Der Kläger behauptet, dem Beklagten Geld geliehen zu haben. Zum Beweis bietet er Schriftsatz wie folgt an: „Beweis: Zeugenbeweis dafür, dass die Klageforderung besteht.“ Der Beklagte rügt den Antritt als unzulässigen Ausforschungsbeweis.
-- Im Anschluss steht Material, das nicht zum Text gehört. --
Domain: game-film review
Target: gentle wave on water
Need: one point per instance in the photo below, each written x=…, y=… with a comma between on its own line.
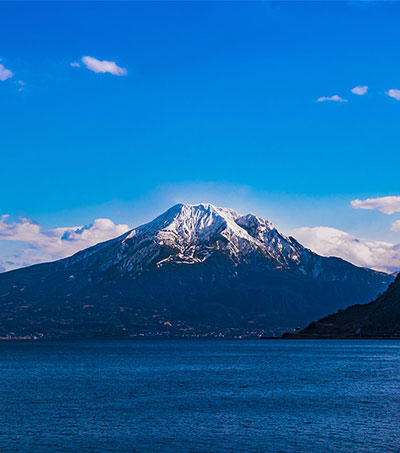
x=200, y=396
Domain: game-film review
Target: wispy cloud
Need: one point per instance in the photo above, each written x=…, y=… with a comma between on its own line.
x=334, y=98
x=395, y=94
x=387, y=205
x=103, y=66
x=360, y=90
x=42, y=245
x=5, y=73
x=326, y=241
x=395, y=226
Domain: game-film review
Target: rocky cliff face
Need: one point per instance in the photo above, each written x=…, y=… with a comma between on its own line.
x=194, y=270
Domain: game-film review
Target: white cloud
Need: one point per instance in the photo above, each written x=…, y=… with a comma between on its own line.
x=387, y=205
x=394, y=94
x=103, y=66
x=335, y=98
x=41, y=245
x=360, y=90
x=5, y=73
x=395, y=226
x=327, y=241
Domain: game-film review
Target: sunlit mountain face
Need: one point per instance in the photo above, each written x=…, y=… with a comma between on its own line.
x=196, y=270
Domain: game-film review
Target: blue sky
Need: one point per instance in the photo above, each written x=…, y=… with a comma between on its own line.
x=219, y=104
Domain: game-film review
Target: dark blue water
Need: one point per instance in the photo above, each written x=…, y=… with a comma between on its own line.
x=200, y=396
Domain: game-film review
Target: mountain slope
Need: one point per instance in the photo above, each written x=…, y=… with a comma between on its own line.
x=194, y=270
x=380, y=318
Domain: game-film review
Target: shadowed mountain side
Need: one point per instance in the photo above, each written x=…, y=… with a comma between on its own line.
x=193, y=271
x=378, y=319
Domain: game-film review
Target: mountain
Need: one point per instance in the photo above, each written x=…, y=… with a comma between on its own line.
x=378, y=319
x=196, y=270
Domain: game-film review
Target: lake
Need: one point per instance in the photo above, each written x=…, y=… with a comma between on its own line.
x=200, y=396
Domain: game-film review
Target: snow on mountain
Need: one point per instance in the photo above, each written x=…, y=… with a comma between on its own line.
x=194, y=270
x=188, y=234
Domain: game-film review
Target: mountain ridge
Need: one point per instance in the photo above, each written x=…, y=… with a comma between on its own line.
x=208, y=269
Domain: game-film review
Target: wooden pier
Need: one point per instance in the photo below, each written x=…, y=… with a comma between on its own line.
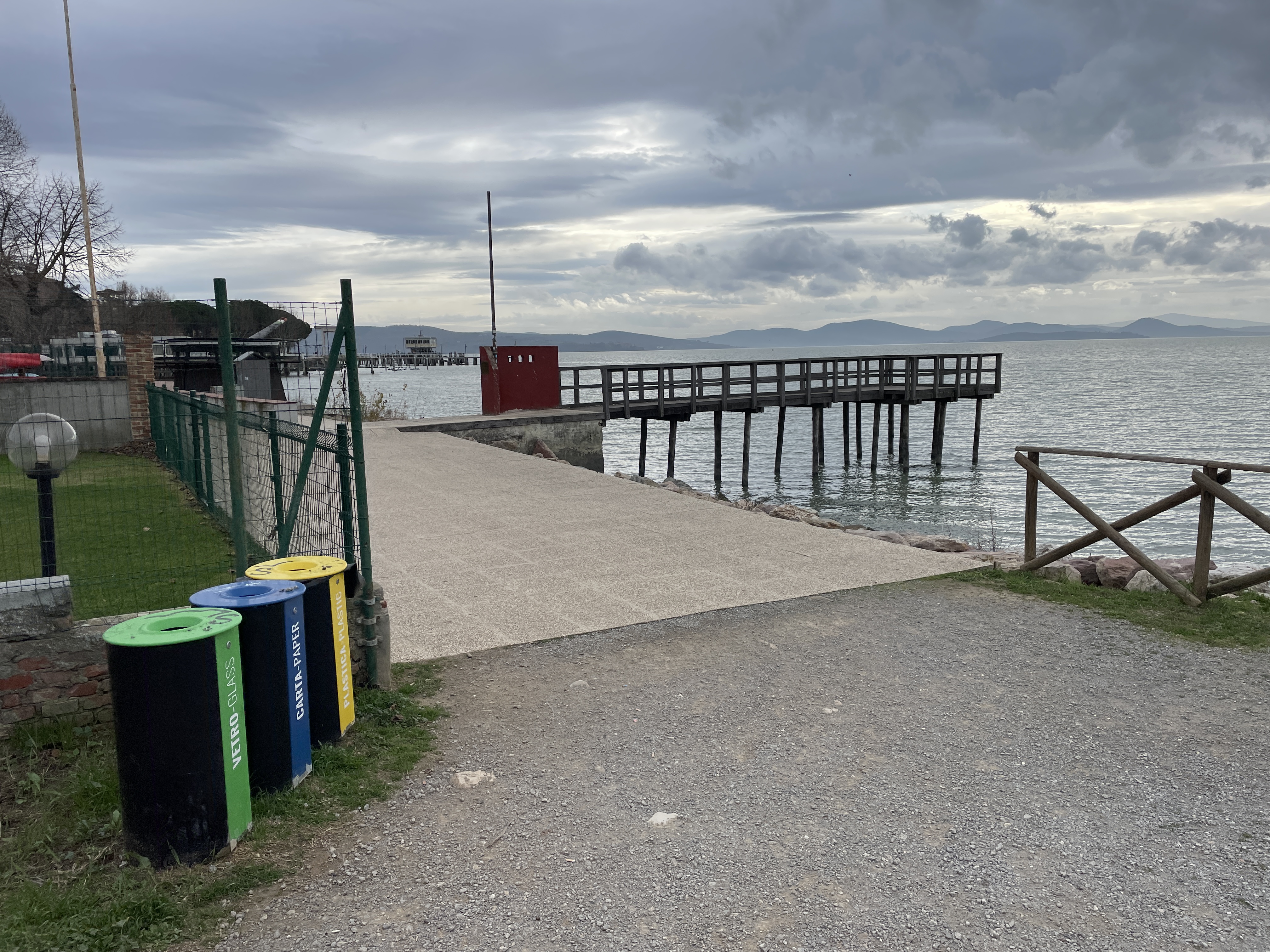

§ 373 ZPO verlangt zweierlei:
- die Benennung des Zeugen und
- die Bezeichnung der Tatsache
– Datum, Ort, Betrag, Vorgang sind die vier Anker, die den Antritt vom unzulässigen Ausforschungsbeweis trennen. Der Beweisbeschluss nach § 359 Nr. 1–3 ZPO nennt die streitige Tatsache, das Beweismittel und die Partei, die sich darauf berufen hat; Nummer 3 wird gern vergessen und ist genau die Stelle, an der später die Beweislast abzulesen ist. Zwingend ist ein förmlicher Beschluss nach § 358 ZPO nur, wenn die Beweisaufnahme ein besonderes Verfahren erfordert; § 358a S. 1 ZPO erlaubt den Erlass schon vor der mündlichen Verhandlung, § 358a S. 2 Nr. 1–5 ZPO zählt abschließend auf, was vorab ausgeführt werden darf.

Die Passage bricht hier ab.